For two years straight, we wrote to one another nearly every night. The challenge was simple:

  • Sit down and write 250 words about anything. If you get stuck, just start with Dear ________(insert partner’s name).
  • Add the writing piece to a google doc and tag the partner.
  • Do it by midnight, five nights a week
  • If you miss a day, add $100 to our private paypal account.
  • If/when we reached $500, we would donate the money to a non-profit focused on helping kids write more (826 Chicago).

That’s it.

For two busy entrepreneurs who travel often, it was no easy feat. I missed at least twice.

Still, I decided to start publishing one of my better writings each week on a blog. He’d help me choose which ones were worth posting. And that’s how Wednesday Words was born.

Then, my partner decided to make things even more challenging. He decided to write a poem every single day for the last days of his twenties. 190 days to be exact.

That’s 190 poems – back to back.

Every morning, I’d wake up to see a new poem in my inbox. I’d make comments or suggestions – and he’d either accept them or defend his work. It was an incredible banter.

Now, he’s doing something that takes even more courage: he’s bringing a group of artists together to interpret the best poems through photography and design. Together, they’ve created a beautiful book called Rambles, and the project is nearly funded on Kickstarter. I couldn’t be more proud of him and the artists that have rallied around him.
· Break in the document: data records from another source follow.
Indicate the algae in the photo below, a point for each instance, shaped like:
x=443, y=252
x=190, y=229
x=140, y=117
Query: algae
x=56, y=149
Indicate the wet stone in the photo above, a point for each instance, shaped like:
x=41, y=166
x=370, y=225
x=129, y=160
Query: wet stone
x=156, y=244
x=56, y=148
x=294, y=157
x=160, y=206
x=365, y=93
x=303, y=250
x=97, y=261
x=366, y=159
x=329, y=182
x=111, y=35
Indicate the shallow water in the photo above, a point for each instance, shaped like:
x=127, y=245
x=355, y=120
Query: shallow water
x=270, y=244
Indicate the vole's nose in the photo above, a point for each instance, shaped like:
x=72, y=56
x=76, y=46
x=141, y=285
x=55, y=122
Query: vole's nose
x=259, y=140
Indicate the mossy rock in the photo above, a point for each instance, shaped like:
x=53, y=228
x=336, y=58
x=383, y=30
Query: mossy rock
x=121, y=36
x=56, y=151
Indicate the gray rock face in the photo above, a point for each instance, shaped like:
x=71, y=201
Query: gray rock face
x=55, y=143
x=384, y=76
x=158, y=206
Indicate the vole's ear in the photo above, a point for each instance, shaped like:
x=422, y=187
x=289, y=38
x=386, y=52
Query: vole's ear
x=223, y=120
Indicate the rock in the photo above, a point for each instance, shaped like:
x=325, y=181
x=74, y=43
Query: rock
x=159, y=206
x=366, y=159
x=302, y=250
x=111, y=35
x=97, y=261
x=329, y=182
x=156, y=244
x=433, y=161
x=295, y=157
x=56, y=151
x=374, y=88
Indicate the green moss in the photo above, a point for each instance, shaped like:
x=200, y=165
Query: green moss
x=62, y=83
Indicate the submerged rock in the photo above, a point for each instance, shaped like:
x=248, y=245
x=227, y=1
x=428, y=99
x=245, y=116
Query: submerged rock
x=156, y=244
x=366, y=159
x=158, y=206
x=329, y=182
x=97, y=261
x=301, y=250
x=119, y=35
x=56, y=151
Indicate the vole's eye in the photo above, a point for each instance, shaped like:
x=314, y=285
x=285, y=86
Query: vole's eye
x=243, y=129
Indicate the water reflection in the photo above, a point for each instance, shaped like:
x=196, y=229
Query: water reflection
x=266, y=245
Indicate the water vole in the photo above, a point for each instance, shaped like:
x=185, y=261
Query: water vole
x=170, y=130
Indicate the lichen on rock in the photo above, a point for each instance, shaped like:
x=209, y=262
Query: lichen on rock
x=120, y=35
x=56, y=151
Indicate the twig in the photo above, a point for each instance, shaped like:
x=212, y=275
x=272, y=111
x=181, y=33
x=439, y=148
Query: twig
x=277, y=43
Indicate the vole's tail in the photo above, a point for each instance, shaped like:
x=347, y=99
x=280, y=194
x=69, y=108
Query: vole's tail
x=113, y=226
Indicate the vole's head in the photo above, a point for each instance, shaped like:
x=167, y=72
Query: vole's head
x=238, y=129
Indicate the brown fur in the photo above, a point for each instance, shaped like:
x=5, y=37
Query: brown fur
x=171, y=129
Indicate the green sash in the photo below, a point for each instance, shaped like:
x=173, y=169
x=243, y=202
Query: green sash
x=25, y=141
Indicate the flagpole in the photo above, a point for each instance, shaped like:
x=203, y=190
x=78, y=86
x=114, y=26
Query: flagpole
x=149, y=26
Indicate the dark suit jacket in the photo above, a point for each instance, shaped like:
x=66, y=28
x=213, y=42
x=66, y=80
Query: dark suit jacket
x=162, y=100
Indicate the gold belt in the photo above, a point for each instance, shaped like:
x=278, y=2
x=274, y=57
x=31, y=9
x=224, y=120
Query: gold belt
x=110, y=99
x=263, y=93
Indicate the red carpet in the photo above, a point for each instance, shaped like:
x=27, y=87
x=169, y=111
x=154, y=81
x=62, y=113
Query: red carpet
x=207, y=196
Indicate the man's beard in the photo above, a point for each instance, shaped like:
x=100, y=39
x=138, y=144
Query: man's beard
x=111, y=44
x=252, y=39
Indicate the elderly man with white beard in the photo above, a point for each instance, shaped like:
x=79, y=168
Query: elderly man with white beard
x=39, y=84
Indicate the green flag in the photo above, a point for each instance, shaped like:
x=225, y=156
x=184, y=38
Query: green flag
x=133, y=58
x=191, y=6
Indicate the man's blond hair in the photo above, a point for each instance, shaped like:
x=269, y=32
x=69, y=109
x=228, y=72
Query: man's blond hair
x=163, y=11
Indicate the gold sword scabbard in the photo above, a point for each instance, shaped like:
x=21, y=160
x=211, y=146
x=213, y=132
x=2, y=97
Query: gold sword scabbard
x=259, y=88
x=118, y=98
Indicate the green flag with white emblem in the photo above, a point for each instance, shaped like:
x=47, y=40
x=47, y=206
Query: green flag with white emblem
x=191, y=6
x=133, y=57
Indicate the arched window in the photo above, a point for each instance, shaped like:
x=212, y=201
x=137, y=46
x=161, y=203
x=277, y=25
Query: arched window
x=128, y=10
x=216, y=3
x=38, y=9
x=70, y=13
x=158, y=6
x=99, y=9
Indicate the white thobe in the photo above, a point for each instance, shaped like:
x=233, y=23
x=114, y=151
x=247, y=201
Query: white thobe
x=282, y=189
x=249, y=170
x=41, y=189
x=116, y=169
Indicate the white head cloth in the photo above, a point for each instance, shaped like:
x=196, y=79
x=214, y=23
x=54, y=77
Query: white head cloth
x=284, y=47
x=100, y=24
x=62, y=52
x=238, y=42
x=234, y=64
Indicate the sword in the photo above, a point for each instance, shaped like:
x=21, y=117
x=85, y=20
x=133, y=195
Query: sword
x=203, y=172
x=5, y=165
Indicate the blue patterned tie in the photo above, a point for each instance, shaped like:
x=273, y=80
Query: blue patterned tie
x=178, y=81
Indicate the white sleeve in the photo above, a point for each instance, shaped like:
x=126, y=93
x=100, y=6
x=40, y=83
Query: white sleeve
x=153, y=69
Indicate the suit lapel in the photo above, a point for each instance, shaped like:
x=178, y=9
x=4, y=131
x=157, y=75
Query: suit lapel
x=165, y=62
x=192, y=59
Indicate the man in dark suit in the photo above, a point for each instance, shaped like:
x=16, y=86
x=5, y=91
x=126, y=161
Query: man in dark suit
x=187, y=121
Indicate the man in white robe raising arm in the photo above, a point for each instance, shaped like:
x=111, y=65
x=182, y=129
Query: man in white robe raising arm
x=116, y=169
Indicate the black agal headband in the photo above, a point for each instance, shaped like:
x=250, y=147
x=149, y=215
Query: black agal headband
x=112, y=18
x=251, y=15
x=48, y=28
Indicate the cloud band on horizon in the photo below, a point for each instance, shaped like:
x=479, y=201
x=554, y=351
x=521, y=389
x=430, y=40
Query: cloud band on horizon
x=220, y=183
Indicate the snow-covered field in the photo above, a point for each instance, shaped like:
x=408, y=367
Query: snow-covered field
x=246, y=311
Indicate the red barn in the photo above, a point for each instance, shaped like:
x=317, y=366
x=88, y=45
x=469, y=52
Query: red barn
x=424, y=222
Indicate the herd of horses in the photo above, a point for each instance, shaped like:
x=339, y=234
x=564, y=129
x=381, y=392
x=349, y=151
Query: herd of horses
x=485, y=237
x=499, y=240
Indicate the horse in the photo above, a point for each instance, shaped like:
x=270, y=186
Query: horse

My writing partner is Dane Johnson. He’s a truly special guy. And if you’re reading this, I think you might enjoy this book. You can back the project here. He only needs $1,400 within the next 15 days to hit his goal.

In any case, if you’re considering doing anything that challenges you, find a partner…set a tangible, specific goal…create a consequence and/or reward…and do the thing you were meant to do.

You’ll never know what will come of it, but I have a hunch the leap will be worth it.